“La metamorfosis” [Fragmento], Franz Kafka
Una mañana, tras un sueño intranquilo, Gregorio Samsa se despertó convertido en un monstruoso insecto. Estaba echado de espaldas sobre un duro caparazón y, al alzar la cabeza, vio su vientre convexo y oscuro, surcado por curvadas callosidades, sobre el que casi no se aguantaba la colcha, que estaba a punto de escurrirse hasta el suelo. Numerosas patas, penosamente delgadas en comparación con el grosor normal de sus piernas, se agitaban sin concierto.
- ¿Qué me ha ocurrido?
No estaba soñando. Su habitación,
una habitación normal, aunque muy pequeña, tenía el aspecto habitual. Sobre la
mesa había desparramado un muestrario de paños - Samsa era viajante de
comercio-, y de la pared colgaba una estampa recientemente recortada de una
revista ilustrada y puesta en un marco dorado. La estampa mostraba a una mujer
tocada con un gorro de pieles, envuelta en una estola también de pieles, y que,
muy erguida, esgrimía un amplio manguito, asimismo de piel, que ocultaba todo
su antebrazo.
Gregorio miró hacia la ventana;
estaba nublado, y sobre el cinc del alféizar repiqueteaban las gotas de lluvia,
lo que le hizo sentir una gran melancolía.
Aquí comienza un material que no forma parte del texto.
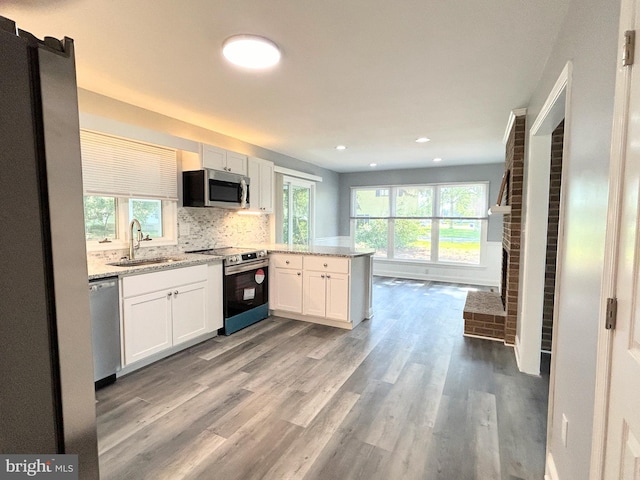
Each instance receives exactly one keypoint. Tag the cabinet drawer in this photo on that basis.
(327, 264)
(286, 261)
(152, 282)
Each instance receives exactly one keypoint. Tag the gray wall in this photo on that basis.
(589, 40)
(478, 173)
(326, 191)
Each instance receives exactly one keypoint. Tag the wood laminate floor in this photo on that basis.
(402, 396)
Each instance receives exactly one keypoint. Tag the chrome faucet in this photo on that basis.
(133, 248)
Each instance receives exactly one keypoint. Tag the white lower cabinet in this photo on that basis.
(189, 311)
(337, 293)
(288, 294)
(326, 295)
(319, 288)
(147, 325)
(164, 309)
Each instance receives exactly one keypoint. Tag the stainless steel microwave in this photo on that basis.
(212, 188)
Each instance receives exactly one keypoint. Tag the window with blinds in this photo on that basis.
(125, 168)
(124, 179)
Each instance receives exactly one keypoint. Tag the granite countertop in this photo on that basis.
(318, 250)
(101, 269)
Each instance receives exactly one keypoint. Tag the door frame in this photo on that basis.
(610, 268)
(534, 239)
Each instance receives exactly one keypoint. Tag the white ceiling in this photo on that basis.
(370, 74)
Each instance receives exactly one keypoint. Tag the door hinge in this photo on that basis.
(629, 47)
(612, 313)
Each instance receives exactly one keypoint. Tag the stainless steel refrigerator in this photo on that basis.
(47, 401)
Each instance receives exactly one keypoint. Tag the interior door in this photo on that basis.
(622, 456)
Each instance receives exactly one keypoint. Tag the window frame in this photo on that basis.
(294, 181)
(435, 219)
(169, 225)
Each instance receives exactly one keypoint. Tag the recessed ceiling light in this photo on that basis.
(251, 51)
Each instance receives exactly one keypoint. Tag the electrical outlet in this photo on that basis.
(565, 428)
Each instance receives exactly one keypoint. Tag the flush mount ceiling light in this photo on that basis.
(251, 51)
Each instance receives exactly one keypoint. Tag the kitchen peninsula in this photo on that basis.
(321, 284)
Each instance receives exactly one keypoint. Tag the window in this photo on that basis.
(435, 223)
(122, 180)
(297, 202)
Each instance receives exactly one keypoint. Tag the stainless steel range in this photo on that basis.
(246, 286)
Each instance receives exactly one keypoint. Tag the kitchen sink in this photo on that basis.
(136, 262)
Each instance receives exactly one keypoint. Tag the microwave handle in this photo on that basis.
(243, 194)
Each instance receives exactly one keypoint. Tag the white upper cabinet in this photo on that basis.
(261, 186)
(215, 158)
(236, 163)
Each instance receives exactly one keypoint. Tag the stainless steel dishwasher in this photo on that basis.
(105, 329)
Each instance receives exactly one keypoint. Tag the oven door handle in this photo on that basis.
(245, 267)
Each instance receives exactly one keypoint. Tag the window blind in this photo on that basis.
(113, 166)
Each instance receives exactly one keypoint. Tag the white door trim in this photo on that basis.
(535, 216)
(610, 270)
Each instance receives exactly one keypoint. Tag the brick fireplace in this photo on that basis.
(490, 314)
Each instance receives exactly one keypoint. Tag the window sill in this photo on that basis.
(119, 245)
(429, 263)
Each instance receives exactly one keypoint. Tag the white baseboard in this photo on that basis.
(484, 338)
(551, 472)
(516, 349)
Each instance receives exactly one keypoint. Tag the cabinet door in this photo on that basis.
(189, 311)
(147, 325)
(314, 294)
(261, 175)
(266, 187)
(337, 296)
(214, 157)
(236, 163)
(287, 291)
(215, 319)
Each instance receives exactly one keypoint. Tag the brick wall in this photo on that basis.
(557, 138)
(514, 162)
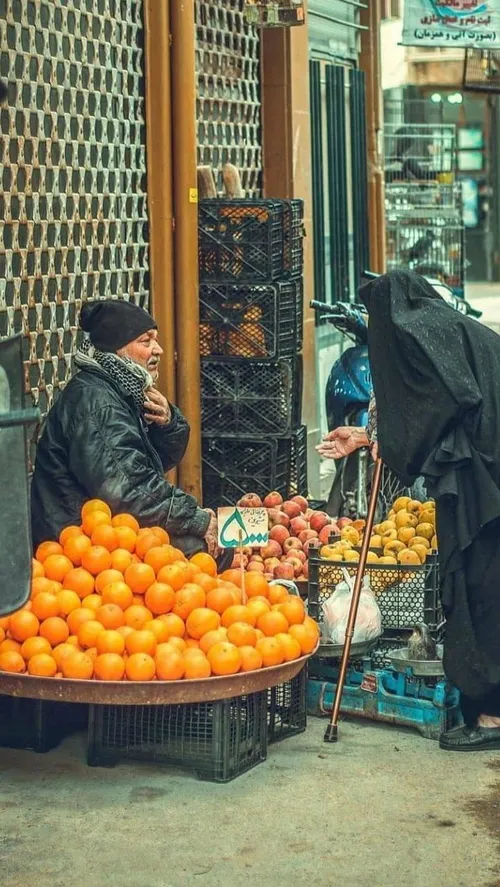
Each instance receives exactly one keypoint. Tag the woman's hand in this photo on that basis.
(342, 442)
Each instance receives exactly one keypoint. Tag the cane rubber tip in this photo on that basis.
(331, 733)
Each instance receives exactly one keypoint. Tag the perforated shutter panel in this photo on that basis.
(360, 174)
(73, 211)
(229, 102)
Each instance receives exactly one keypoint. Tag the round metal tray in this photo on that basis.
(150, 692)
(327, 650)
(419, 667)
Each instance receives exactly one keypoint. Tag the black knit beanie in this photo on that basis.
(113, 323)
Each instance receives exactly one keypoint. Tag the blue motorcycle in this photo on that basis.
(348, 392)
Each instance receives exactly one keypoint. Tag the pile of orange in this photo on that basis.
(112, 601)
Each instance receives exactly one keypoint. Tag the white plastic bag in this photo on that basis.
(368, 624)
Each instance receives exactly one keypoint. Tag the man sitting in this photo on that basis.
(112, 435)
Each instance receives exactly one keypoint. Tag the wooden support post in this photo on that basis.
(182, 25)
(159, 159)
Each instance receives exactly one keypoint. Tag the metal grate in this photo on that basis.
(228, 104)
(431, 244)
(73, 212)
(420, 152)
(481, 71)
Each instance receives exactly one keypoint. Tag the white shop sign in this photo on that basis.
(452, 23)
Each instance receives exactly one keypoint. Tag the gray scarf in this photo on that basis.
(130, 376)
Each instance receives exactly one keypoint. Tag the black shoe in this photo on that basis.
(470, 739)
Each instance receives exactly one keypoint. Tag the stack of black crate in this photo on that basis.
(251, 326)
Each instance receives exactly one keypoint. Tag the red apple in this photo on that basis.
(344, 522)
(284, 571)
(272, 549)
(296, 564)
(301, 502)
(307, 534)
(255, 567)
(325, 533)
(278, 533)
(291, 509)
(273, 500)
(308, 544)
(270, 563)
(291, 543)
(276, 516)
(297, 524)
(250, 500)
(318, 520)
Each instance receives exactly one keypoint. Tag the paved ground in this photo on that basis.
(486, 297)
(382, 808)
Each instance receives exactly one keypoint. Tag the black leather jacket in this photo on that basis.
(95, 444)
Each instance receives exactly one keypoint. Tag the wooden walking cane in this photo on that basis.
(331, 734)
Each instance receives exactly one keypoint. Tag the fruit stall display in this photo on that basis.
(408, 536)
(402, 568)
(293, 528)
(111, 601)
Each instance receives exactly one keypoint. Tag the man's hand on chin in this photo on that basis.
(156, 407)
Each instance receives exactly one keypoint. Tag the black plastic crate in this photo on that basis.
(218, 740)
(38, 725)
(405, 594)
(247, 321)
(249, 397)
(234, 466)
(241, 241)
(390, 640)
(286, 708)
(297, 485)
(297, 390)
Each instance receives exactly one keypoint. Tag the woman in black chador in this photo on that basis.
(436, 378)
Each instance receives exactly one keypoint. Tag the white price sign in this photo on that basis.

«Bueno –pensó–; ¿y si siguiese
durmiendo un rato y me olvidase de todas estas locuras?» Pero no era posible,
pues Gregorio tenía la costumbre de dormir sobre el lado derecho, y su actual
estado no le permitía adoptar tal postura. Por más que se esforzara volvía a
quedar de espaldas. Intentó en vano esta operación numerosas veces; cerró los
ojos para no tener que ver aquella confusa agitación de patas, que no cesó
hasta que notó en el costado un dolor leve y punzante, un dolor jamás sentido
hasta entonces.
- ¡Qué cansada es la profesión que
he elegido! –se dijo–. Siempre de viaje. Las preocupaciones son mucho mayores
cuando se trabaja fuera, por no hablar de las molestias propias de los viajes:
estar pendiente de los enlaces de los trenes; la comida mala, irregular;
relaciones que cambian constantemente, que nunca llegan a ser verdaderamente
cordiales, y en las que no tienen cabida los sentimientos. ¡Al diablo con todo!
Sintió en el vientre una ligera
picazón. Lentamente, se estiró sobre la espalda en dirección a la cabecera de la
cama, para poder alzar mejor la cabeza. Vio que el sitio que le picaba estaba
cubierto de extraños puntitos blancos. Intentó rascarse con una pata; pero tuvo
que retirarla inmediatamente, pues el roce le producía escalofríos.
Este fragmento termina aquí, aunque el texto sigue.